Esos sueltos y recuadros pigmeos que a la mañana siguiente ansiosamente buscabas en el ejemplar de La Crónica comprado en el quiosco de Barranco que estaba junto a la pensión. Que mostrabas a la señora Lucía, orgulloso: esto de aquí lo escribí yo, señora.
—A la semana de entrar a La Crónica —dijo Carlitos—. En la agencia no hacía periodismo, era un mecanógrafo más bien. Tenía horario corrido, a las dos estaba libre y podía pasarme las tardes leyendo y las noches escribiendo. Si no me hubieran botado, qué poeta no hubiera perdido la literatura, Zavalita.
Entrabas a las cinco, pero llegabas a la redacción mucho antes, y desde las tres y media ya estabas en la pensión mirando el reloj, impaciente por ir a tomar el tranvía, ¿le darían una comisión a la calle hoy?, ¿un reportaje, una entrevista?, por llegar y sentarte en el escritorio a esperar que te llamara Arispe: voltéese esta información en diez líneas, Zavalita. Nunca más ese entusiasmo, piensa, ese deseo de hacer cosas, conseguiré una primicia y me felicitarán, nunca más esos proyectos, me ascenderán. Qué falló, piensa. Piensa: cuándo, por qué.
—Nunca supe por qué, una mañana el puta entró a la oficina y me dijo usted anda saboteando el servicio, comunista —y Carlitos se rió en cámara lenta—. ¿Eso es en serio?
—Muy en serio, carajo —dijo Tallio—. ¿Usted sabe cuánta plata me va a costar su sabotaje?
—Le va a costar una mentada de madre si me vuelve a decir carajo o alzarme la voz —dijo Carlitos, lleno de felicidad—. Ni siquiera recibí indemnización. Y ahí mismo entré a La Crónica y ahí mismo descubrí la tumba de la poesía, Zavalita.

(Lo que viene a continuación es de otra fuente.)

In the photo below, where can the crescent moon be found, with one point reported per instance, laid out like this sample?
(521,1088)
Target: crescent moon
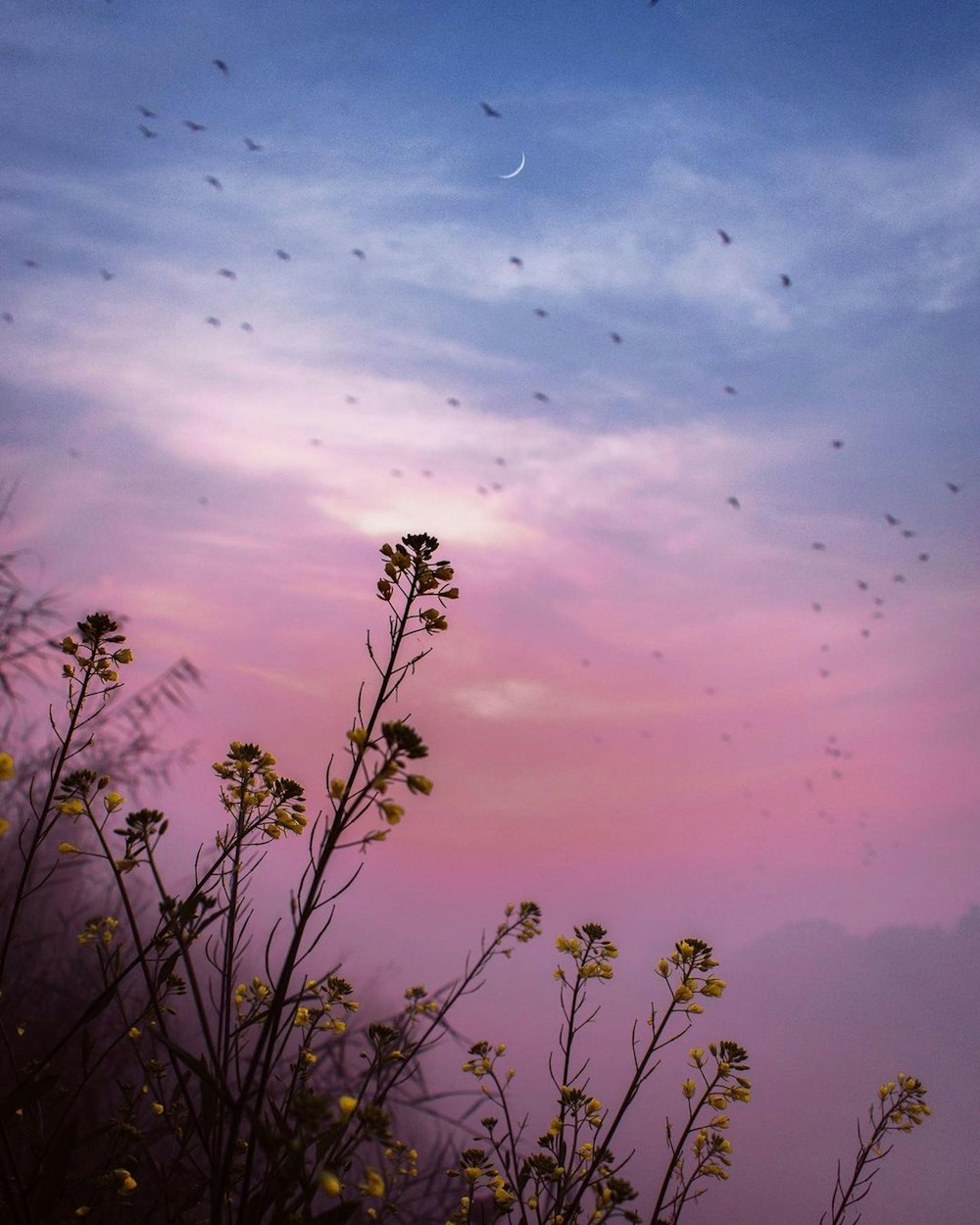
(514,172)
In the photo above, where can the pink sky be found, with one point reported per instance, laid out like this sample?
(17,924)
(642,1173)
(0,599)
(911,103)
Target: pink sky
(653,709)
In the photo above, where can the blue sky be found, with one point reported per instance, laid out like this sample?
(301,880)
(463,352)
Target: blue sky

—¿Y por qué no has dejado el periodismo? —dijo Santiago—. Has podido buscar otra cosa.
—Entras y no sales, son las arenas movedizas —dijo Carlitos, como alejándose o durmiéndose—. Te vas hundiendo, te vas hundiendo. Lo odias pero no puedes librarte. Lo odias y, de repente, estás dispuesto a cualquier cosa por conseguir una primicia. A pasarte las noches en vela, a meterte a sitios increíbles. Es un vicio, Zavalita.
—Me han llegado hasta el pescuezo, pero no me van a tapar ¿sabes por qué? —dice Santiago—. Porque voy a terminar abogacía de todas maneras, Ambrosio.
—Yo no escogí policiales, pasó que Arispe ya no me aguantaba en locales y tampoco Maldonado en cables —decía Carlitos, lejísimos—. Sólo Becerrita me soporta en su página. Policiales, lo peor de lo peor. Lo que a mí me gusta. Las escorias, mi elemento, Zavalita.
Después calló y permaneció inmóvil y risueño mirando el vacío. Cuando Santiago llamó al mozo, despertó y pagó la cuenta. Salieron y Santiago tuvo que tomarlo del brazo porque se daba encontrones contra las mesitas y las paredes. El Portal estaba vacío, una franja celeste se insinuaba débilmente sobre los techos de la plaza San Martín.
—Raro que no haya caído por aquí Norwin —recitaba Carlitos, con una especie de quieta ternura—. Uno de los mejores náufragos, una magnífica escoria. Ya te lo presentaré, Zavalita.
Se tambaleaba, apoyado contra uno de los pilares del Portal, la cara sucia de barba, la nariz ígnea, los ojos trágicamente dichosos. Mañana sin falta, Carlitos.